Little Thunder The Wonder Car

Ash came up with the title of this song, and to me it encapsulates the thing perfectly. There is weather, fragility, magic and cars. The thing about cars is that good action is pretty much always happening outside the car, or inside the car. Like eye spy. Wonder cars are no different, and neither is this song.


Sex Dream

The first half of this song features Jack by himself, as his voice drifts away other members of the band gradually begin emerging from the tape hiss which constitutes the noise floor of this song. The instrumental parts of the song move like circles as if the band members are wind-up automatons accompanying the acoustic guitar as it meanders out of existence.


The Perfect Take

These 20 seconds of phone recording predate the recording of the rest of the album by several months. I think this is in the period where Jack was imagining the album as a low budget film for German audiences (prior to Jono’s involvement).


We are also playing our usual instruments here (see below) despite it sounding like it’s my first time finding a piano and I’ve only worked out the one chord.


Oh! What a Shame!

Cathy: In the spirit of things Cathy and Dan are writing about Oh! What a Shame! collaboratively.

Dan: But we did not collaborate. (Or haven’t yet?)

Cathay: Oh dear.

Dan: Perhaps this will do?

Cathy: Yes. The album is being released in the morning.


Nietzsche’s Not My Teacher

This song places you as the protagonist in a campy horror movie, the vampiric seduction of nihilism hypnotizes you and you almost succumb to its allure.
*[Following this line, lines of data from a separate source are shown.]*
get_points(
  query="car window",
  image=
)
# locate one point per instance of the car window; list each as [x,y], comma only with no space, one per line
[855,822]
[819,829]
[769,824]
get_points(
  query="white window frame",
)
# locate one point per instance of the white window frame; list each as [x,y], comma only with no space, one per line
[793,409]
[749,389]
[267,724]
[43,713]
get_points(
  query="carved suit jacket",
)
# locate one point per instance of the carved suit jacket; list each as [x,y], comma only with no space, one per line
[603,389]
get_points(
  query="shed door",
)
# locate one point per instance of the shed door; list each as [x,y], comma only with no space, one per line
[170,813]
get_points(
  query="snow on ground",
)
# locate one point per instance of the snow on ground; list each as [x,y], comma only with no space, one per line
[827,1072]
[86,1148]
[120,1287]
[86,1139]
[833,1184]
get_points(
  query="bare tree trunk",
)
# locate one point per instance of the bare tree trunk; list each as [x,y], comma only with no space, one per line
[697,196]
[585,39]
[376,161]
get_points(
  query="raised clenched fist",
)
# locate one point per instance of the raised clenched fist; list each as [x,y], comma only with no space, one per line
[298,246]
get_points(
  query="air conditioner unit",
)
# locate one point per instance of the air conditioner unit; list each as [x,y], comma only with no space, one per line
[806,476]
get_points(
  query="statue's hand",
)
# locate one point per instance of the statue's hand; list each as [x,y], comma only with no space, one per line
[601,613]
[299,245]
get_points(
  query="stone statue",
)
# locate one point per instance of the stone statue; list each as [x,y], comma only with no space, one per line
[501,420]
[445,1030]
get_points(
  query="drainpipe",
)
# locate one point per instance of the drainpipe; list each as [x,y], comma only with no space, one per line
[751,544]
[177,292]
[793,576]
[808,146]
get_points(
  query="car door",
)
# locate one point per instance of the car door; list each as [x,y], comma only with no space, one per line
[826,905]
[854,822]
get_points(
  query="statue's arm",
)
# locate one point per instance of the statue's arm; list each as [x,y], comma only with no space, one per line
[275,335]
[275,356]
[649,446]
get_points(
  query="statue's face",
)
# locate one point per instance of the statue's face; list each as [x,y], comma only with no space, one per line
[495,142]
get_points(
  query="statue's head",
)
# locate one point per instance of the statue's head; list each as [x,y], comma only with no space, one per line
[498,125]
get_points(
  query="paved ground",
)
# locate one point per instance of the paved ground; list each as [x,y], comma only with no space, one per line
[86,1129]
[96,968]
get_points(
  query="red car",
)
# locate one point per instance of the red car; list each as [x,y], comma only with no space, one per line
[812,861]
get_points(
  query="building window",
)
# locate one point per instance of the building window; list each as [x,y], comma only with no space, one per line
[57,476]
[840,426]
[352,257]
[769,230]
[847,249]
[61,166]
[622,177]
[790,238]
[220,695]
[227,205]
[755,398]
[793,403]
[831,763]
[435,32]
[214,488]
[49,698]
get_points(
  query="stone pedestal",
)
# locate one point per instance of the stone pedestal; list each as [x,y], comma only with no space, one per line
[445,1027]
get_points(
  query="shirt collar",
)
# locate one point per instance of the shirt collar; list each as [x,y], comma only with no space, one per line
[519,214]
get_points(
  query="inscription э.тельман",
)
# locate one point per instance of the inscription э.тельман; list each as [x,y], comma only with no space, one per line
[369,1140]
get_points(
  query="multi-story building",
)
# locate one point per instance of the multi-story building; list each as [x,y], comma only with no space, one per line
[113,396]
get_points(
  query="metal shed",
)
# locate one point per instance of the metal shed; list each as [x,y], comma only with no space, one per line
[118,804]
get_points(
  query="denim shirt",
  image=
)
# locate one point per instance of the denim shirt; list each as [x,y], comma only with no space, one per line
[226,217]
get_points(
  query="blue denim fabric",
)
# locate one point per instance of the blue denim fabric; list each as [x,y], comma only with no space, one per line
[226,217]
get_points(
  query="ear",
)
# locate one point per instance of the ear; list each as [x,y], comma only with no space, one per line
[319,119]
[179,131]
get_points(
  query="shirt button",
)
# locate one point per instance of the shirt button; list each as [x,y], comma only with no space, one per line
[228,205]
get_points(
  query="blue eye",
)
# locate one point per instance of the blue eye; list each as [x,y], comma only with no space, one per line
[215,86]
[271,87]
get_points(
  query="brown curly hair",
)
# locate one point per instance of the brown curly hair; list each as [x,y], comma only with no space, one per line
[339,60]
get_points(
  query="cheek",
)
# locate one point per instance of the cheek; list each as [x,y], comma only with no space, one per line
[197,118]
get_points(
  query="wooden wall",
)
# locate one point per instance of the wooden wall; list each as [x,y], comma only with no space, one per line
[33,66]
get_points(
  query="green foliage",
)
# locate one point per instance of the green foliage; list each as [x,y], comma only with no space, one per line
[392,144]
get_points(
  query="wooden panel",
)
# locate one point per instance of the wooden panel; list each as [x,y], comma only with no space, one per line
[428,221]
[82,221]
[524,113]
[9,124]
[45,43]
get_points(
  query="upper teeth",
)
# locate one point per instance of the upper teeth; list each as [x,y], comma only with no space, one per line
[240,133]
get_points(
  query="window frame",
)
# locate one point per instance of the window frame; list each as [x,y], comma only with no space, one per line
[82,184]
You break free for a moment and the setting changes to a nostalgic golden age romance, but nothingness lingers in the background. The only way out is through, you must stare down the void with defiance and push the hell out of that boulder.


Adult Boy Problems

Everything in this song happened to Jack and now it’s happening to you. I think. Just like Livo not to scream.


A lovely moment to which I might draw your attention is at 2:44 where the five of us set off party poppers in Jack’s childhood bedroom. Jono is sitting at the table up against the window recording among the quilts and sewing equipment - which is obviously harder to hear.


Faith Some More

The structure of the stanzas that make up the verses of the first section of the song follow a repeating pattern, comparing warm and cold, the stable and unstable, both in lyrical content and in musical arrangement. This serves to highlight the bizarre closeness of faith that veils itself in love. In the second section this veil is shattered revealing the true nature of the closeness, oppressive, frightening, and suffocating. When this wasteland of harsh guitar, ethereal voices, and glitchy beats dies down, what are we left with? Empty hopes of healing.


All I’ve Got

I feel like we would have played this song in the very first Helena Pop rehearsals back in December of 2014. And in truth, the song had stayed more or less the same since then. Objectively the best things about it are Cathy’s guitar solos which just roar through what everyone else is doing and bind it all together. We’ve done many silly things on this album in pursuit of making music we love, and it just feels so reassuring that we have this song as the closer. After all the turmoil of ‘Faith Some More’ this is a little reminder that it’s sort of all just about having fun with your friends.